In an email to the Lexington Herald-Leader, the person purporting to be Eric Conn said the only assistance in his escape was "from someone who is absolutely insusceptible to the reach of American law." It didn't elaborate on the identity of the person or their location.
The FBI has said Conn's electronic monitoring device was found June 2 in Lexington, Kentucky, in a backpack along Interstate 75.
Conn, a disabilities lawyer, had pleaded guilty in March to stealing from the federal government and bribing a judge in a nearly $600 million Social Security fraud case. He was facing up to 12 years in prison and had agreed to pay the government tens of millions of dollars.
The person claiming to be Conn also said in an email to the newspaper that he had noted law enforcement attempts to find him through the IP address on his emails, the Herald-Leader (http://bit.ly/2slLSYG) reported Monday. The email sender said he had been "mentored by the master of such things" to avoid detection.
"Do they really think they can find me with such a blunt method?" the email said.
The person has sent a series of emails to the Lexington newspaper, including offering proposed terms of his surrender.
The FBI said Monday it was aware that someone claiming to be Conn had contacted media.
"That person, however, has not contacted the FBI and we encourage him or her to do so," the FBI said in a statement.
The agency said it's pursuing numerous tips and leads in trying to track down Conn. A $20,000 reward has been offered for information leading authorities to the lawyer.
Meanwhile, an eastern Kentucky lawyer who has sued Conn, said Monday that his law office received a fax from someone claiming to be Conn.

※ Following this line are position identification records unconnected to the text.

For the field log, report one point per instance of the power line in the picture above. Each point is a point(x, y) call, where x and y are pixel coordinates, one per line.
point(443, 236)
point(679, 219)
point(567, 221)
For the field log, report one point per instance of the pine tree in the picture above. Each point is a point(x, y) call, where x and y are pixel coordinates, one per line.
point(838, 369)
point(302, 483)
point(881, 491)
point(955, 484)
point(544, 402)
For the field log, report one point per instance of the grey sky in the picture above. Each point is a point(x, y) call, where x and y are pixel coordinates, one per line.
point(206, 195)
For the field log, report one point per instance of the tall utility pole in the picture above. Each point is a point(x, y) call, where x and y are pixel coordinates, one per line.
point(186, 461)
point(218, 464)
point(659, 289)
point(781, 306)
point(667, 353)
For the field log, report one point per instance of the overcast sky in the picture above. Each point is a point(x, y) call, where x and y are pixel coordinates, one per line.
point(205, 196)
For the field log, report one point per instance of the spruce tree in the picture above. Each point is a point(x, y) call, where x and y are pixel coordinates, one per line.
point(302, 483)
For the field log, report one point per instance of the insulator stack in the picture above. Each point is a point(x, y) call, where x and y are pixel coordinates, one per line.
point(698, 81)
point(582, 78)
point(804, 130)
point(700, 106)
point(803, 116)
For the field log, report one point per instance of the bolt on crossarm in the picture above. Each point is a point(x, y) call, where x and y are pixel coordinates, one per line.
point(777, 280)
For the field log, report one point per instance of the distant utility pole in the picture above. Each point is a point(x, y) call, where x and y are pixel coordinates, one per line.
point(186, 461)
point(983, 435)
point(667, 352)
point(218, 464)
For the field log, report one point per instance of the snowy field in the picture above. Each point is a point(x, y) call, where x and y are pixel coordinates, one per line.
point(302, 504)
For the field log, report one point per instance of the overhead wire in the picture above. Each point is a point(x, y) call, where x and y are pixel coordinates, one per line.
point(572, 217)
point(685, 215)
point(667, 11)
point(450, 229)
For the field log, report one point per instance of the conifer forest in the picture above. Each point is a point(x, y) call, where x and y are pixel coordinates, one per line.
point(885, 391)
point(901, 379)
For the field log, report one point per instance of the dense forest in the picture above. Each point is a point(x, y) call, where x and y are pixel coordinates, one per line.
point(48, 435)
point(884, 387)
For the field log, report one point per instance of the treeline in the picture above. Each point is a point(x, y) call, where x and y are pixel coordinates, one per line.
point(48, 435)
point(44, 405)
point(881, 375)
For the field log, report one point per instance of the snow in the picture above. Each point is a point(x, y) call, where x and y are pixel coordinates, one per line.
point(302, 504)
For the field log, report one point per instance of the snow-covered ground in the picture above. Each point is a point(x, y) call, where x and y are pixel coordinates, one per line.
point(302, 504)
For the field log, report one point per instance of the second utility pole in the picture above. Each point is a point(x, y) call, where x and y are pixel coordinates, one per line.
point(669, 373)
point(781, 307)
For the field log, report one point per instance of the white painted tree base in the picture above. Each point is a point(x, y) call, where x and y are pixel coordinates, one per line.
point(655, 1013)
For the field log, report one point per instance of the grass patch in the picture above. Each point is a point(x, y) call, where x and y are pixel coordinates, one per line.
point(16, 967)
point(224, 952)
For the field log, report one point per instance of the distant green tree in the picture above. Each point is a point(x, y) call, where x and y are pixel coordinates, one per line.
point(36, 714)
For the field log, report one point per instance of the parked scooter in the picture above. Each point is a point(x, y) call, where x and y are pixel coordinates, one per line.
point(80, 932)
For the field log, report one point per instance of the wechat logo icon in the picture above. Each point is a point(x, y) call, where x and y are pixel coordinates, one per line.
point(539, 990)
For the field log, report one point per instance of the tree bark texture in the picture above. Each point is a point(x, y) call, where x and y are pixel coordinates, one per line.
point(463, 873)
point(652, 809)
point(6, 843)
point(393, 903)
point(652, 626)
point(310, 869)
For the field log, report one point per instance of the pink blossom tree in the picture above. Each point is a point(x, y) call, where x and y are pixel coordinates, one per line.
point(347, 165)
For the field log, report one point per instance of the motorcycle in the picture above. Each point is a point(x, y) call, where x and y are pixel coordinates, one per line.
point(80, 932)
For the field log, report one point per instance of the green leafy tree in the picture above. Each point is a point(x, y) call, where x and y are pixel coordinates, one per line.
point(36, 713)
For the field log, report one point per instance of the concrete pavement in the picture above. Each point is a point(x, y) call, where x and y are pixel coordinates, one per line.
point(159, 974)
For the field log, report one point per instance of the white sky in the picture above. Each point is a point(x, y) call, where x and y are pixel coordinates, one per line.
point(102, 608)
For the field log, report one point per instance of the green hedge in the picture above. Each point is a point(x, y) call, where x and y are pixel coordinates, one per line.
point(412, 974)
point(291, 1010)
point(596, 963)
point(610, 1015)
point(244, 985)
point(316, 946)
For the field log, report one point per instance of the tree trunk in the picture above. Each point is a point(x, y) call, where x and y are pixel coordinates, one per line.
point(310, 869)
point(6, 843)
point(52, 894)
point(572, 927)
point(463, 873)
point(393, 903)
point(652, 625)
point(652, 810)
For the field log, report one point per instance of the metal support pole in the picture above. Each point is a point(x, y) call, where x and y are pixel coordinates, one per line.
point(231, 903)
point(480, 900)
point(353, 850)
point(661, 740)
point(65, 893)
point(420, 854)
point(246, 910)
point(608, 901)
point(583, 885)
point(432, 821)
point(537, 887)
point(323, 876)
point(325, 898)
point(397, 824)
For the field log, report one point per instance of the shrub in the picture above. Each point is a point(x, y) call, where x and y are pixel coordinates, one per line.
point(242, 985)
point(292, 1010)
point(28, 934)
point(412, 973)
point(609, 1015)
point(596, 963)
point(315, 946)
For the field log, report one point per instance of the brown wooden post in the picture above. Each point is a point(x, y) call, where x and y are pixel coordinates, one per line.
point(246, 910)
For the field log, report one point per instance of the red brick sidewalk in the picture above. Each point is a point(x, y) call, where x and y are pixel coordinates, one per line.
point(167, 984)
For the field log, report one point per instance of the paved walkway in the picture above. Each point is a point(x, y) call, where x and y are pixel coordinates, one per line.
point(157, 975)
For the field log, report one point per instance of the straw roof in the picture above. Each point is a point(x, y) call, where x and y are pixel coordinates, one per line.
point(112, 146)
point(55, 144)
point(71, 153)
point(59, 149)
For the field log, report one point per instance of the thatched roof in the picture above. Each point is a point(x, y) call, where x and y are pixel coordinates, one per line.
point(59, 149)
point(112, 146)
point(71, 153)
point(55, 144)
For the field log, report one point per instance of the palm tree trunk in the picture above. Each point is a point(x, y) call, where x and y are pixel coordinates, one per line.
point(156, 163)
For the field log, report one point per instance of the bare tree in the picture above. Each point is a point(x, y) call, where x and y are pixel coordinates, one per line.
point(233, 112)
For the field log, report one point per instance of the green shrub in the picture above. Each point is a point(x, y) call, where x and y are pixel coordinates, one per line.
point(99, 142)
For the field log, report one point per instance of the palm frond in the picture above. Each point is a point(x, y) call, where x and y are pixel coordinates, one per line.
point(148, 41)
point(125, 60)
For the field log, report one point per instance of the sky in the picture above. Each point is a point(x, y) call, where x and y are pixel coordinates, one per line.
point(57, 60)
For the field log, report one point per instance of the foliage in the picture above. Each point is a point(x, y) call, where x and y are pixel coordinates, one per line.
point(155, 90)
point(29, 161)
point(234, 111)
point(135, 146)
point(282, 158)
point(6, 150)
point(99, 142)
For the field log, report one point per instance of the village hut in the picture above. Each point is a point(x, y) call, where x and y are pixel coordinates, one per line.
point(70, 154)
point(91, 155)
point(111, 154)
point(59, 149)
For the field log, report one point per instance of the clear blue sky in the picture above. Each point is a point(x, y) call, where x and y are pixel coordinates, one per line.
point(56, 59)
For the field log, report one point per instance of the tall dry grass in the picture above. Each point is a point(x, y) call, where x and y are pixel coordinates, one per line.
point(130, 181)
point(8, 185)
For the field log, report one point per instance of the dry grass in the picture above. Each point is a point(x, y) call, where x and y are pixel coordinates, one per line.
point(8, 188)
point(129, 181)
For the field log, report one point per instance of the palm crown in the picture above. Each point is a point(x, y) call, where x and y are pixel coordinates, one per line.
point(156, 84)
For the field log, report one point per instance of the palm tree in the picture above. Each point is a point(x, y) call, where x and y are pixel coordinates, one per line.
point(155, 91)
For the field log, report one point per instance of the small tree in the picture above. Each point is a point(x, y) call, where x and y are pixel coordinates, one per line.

Ned Pillersdorf, who is representing hundreds of Conn's former clients who have sued in seeking damages from Conn, said he's convinced the fax came from Conn.
Pillersdorf, who said he contacted the FBI after receiving the fax, referred to the fax and emails as "the whinings of a desperate man."
The fax lashed out at the government's case against psychologist Alfred Bradley Adkins. A federal jury on Monday convicted the Pikeville, Kentucky, psychologist of participating in the scheme, media outlets reported. Conn would likely have been a witness at Adkins' trial if he had not disappeared.
Adkins was convicted of fraud and conspiracy. He is to be sentenced Sept. 22.
He had been accused of signing mental impairment evaluations on Conn's clients without examining them. Adkins' lawyer, Jonah Lee Stevens, told jurors that Adkins wasn't part of the scheme and was duped by Conn.